We've created new career pathways across many roles, and we are piloting AI technology to help write clinical notes, which frees up time to focus on clients' needs alongside seeing a sustained reduction in prescribing the highest priority critically important antibiotics. I'll now pass over to Richard for some closing remarks.

Richard Fairman
CEO, CVS Group

Thank you, Paul. While the past year has had its challenges, we have successfully laid the foundations for further growth, and CVS is well positioned to continue to compete successfully and to deliver enhanced value to all stakeholders. Our established platform in Australia is delivering, and we are confident of making further acquisitions in the current financial year in line with our strict investment criteria. We have already completed two further acquisitions this year for combined consideration of circa GBP 23 million. We are well capitalized with a healthy balance sheet, headroom in both our committed undrawn facilities and our leverage, and we have continued strong operating cash flows.
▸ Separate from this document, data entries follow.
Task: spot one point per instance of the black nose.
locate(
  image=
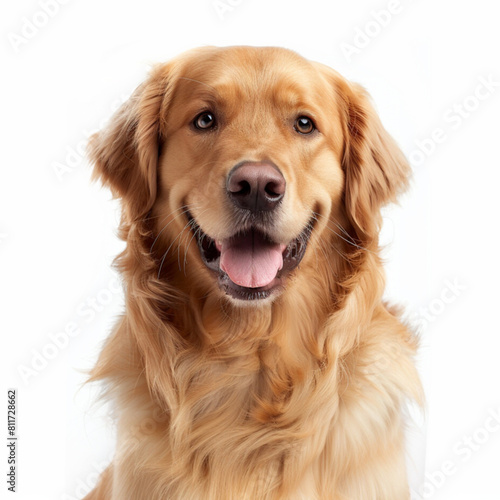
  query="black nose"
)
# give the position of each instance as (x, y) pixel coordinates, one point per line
(256, 186)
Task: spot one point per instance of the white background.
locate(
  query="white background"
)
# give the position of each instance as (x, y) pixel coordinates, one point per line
(62, 78)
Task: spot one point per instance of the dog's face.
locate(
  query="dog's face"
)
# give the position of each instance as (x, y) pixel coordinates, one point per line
(251, 153)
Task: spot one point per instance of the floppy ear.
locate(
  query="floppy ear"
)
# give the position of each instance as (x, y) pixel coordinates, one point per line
(126, 153)
(376, 170)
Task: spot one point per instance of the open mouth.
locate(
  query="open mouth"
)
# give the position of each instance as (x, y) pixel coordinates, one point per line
(249, 264)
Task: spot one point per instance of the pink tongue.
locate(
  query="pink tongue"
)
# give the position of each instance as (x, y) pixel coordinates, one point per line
(250, 260)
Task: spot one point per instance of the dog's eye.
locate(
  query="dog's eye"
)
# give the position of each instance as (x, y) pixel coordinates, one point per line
(304, 125)
(204, 121)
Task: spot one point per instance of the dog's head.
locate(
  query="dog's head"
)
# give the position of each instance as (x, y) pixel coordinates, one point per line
(254, 154)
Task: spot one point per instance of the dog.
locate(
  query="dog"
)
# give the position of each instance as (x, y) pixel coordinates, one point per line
(256, 358)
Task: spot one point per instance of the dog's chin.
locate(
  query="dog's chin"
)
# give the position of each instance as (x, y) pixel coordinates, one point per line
(229, 262)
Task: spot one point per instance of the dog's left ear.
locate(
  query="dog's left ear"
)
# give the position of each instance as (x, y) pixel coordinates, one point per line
(376, 170)
(126, 152)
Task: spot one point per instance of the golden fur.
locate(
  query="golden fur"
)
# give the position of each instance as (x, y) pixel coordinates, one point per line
(295, 397)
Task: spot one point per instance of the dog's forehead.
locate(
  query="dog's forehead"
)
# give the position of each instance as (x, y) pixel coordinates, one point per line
(246, 72)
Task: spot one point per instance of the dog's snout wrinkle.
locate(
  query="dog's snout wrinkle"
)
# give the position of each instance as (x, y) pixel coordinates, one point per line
(258, 187)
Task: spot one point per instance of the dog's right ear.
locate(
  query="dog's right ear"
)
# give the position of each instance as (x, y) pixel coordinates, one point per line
(126, 152)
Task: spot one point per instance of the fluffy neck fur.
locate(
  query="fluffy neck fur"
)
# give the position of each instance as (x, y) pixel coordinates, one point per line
(250, 394)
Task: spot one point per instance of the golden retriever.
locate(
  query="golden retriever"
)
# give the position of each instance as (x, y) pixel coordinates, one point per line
(255, 358)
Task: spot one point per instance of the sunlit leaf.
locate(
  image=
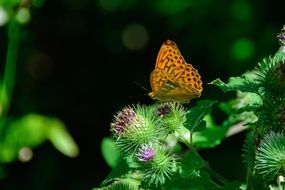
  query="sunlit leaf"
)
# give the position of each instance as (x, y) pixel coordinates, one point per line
(237, 83)
(196, 114)
(211, 136)
(110, 152)
(61, 139)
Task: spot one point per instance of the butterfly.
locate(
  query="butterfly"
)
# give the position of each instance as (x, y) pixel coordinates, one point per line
(173, 79)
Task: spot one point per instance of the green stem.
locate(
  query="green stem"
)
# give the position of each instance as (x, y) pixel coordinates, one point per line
(13, 31)
(215, 175)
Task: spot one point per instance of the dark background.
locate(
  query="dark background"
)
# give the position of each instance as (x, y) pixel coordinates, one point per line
(76, 62)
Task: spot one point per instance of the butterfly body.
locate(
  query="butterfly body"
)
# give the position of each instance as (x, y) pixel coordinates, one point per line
(173, 79)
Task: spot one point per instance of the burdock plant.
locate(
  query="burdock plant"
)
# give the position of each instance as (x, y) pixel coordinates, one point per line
(157, 146)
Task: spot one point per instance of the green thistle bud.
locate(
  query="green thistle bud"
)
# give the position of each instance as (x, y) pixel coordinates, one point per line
(270, 76)
(135, 126)
(281, 36)
(173, 116)
(159, 164)
(272, 114)
(270, 156)
(145, 153)
(123, 119)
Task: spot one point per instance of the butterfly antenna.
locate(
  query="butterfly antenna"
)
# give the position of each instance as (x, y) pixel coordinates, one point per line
(147, 90)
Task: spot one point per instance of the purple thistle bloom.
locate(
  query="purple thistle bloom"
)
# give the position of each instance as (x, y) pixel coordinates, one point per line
(163, 110)
(281, 36)
(146, 153)
(124, 118)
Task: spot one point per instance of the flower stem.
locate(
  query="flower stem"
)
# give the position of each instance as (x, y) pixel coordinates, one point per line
(13, 32)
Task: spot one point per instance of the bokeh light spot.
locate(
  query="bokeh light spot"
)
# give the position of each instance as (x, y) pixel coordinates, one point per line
(242, 49)
(25, 154)
(135, 37)
(241, 10)
(115, 5)
(38, 3)
(23, 16)
(170, 7)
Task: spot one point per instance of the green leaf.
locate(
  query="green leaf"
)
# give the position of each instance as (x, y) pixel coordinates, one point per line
(192, 176)
(211, 136)
(243, 83)
(120, 170)
(110, 152)
(32, 130)
(191, 165)
(61, 139)
(196, 114)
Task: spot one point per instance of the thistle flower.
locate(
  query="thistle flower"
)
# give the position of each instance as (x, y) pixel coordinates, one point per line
(269, 75)
(270, 156)
(272, 114)
(134, 126)
(145, 153)
(281, 36)
(163, 110)
(122, 120)
(172, 115)
(156, 163)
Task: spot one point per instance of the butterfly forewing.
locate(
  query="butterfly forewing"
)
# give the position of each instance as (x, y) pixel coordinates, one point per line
(173, 79)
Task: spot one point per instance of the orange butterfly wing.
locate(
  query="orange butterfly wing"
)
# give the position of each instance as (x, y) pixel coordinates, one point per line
(173, 79)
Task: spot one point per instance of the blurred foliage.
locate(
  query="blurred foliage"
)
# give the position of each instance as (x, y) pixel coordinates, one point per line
(18, 136)
(68, 46)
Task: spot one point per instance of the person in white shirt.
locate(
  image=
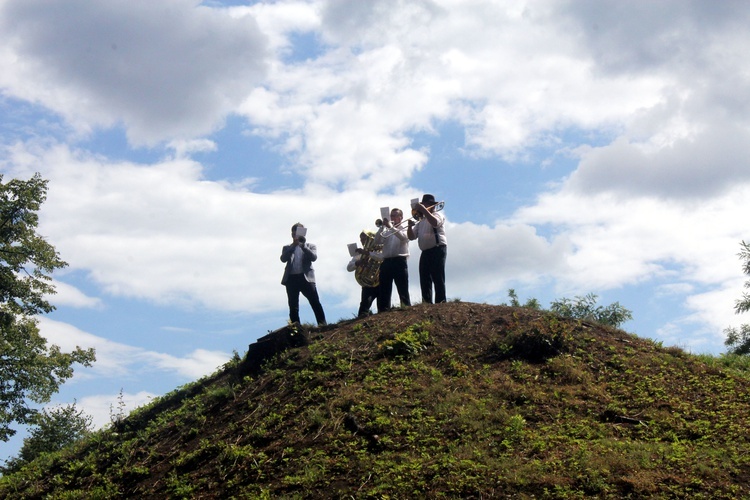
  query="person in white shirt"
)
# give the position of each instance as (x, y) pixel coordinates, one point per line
(299, 276)
(430, 235)
(394, 255)
(369, 293)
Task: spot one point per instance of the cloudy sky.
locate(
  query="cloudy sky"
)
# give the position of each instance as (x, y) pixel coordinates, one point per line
(587, 146)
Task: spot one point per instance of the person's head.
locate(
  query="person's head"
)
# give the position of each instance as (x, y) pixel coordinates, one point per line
(428, 200)
(301, 239)
(396, 215)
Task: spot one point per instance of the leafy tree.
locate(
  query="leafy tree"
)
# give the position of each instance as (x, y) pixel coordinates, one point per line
(55, 429)
(738, 340)
(585, 308)
(30, 369)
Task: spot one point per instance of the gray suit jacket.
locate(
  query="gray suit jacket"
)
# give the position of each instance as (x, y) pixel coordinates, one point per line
(310, 255)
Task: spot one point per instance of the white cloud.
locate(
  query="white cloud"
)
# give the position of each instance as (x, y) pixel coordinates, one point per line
(166, 69)
(117, 360)
(67, 295)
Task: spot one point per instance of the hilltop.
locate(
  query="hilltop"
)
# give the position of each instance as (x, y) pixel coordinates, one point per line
(449, 400)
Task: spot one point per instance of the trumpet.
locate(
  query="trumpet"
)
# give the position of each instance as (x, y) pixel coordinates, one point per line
(415, 216)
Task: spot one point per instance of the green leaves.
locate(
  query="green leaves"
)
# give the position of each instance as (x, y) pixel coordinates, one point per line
(29, 368)
(738, 340)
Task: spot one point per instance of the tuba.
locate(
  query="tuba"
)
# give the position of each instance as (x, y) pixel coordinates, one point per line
(367, 272)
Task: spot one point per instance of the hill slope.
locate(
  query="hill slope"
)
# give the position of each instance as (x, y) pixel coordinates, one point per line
(448, 400)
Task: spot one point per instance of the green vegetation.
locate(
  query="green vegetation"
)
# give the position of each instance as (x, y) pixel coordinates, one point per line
(30, 370)
(448, 400)
(54, 429)
(585, 307)
(738, 340)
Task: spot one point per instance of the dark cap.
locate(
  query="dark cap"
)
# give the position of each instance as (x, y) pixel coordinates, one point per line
(428, 199)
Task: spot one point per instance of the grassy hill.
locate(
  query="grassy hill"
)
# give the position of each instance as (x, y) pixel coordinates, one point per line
(449, 400)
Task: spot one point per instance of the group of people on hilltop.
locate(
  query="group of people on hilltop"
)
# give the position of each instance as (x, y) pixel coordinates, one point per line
(428, 230)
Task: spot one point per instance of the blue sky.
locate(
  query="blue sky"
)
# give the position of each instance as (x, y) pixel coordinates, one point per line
(580, 147)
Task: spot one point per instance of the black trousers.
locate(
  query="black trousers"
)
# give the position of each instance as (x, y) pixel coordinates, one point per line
(369, 294)
(296, 284)
(432, 272)
(393, 270)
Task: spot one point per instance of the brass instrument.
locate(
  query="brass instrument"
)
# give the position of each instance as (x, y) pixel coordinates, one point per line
(367, 272)
(415, 216)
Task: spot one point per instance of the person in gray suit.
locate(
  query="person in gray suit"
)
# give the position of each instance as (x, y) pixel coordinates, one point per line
(299, 275)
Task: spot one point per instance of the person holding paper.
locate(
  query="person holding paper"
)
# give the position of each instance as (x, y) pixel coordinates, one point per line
(299, 276)
(369, 293)
(394, 267)
(429, 232)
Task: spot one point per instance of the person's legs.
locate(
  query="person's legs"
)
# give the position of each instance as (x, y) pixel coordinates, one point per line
(385, 289)
(401, 278)
(438, 273)
(292, 294)
(425, 280)
(369, 294)
(310, 291)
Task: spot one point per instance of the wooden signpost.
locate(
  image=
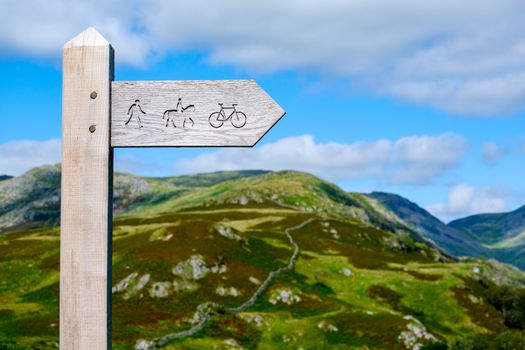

The new financial year is off to a solid start, and on the assumption of an improved economic backdrop, certainty following the conclusion of the CMA market investigation, and as the COVID-19 cohort of puppies and kittens age and naturally require increased veterinary care, our medium-term ambition remains to deliver like-for-like growth of between 4% and 8%. The financial results announced today and our future growth opportunities reflect the continued dedication and professionalism of our colleagues. I would like to take this opportunity to thank them all for their support and commitment to providing great client and animal care, and I look forward to sharing further success in 2026 and beyond.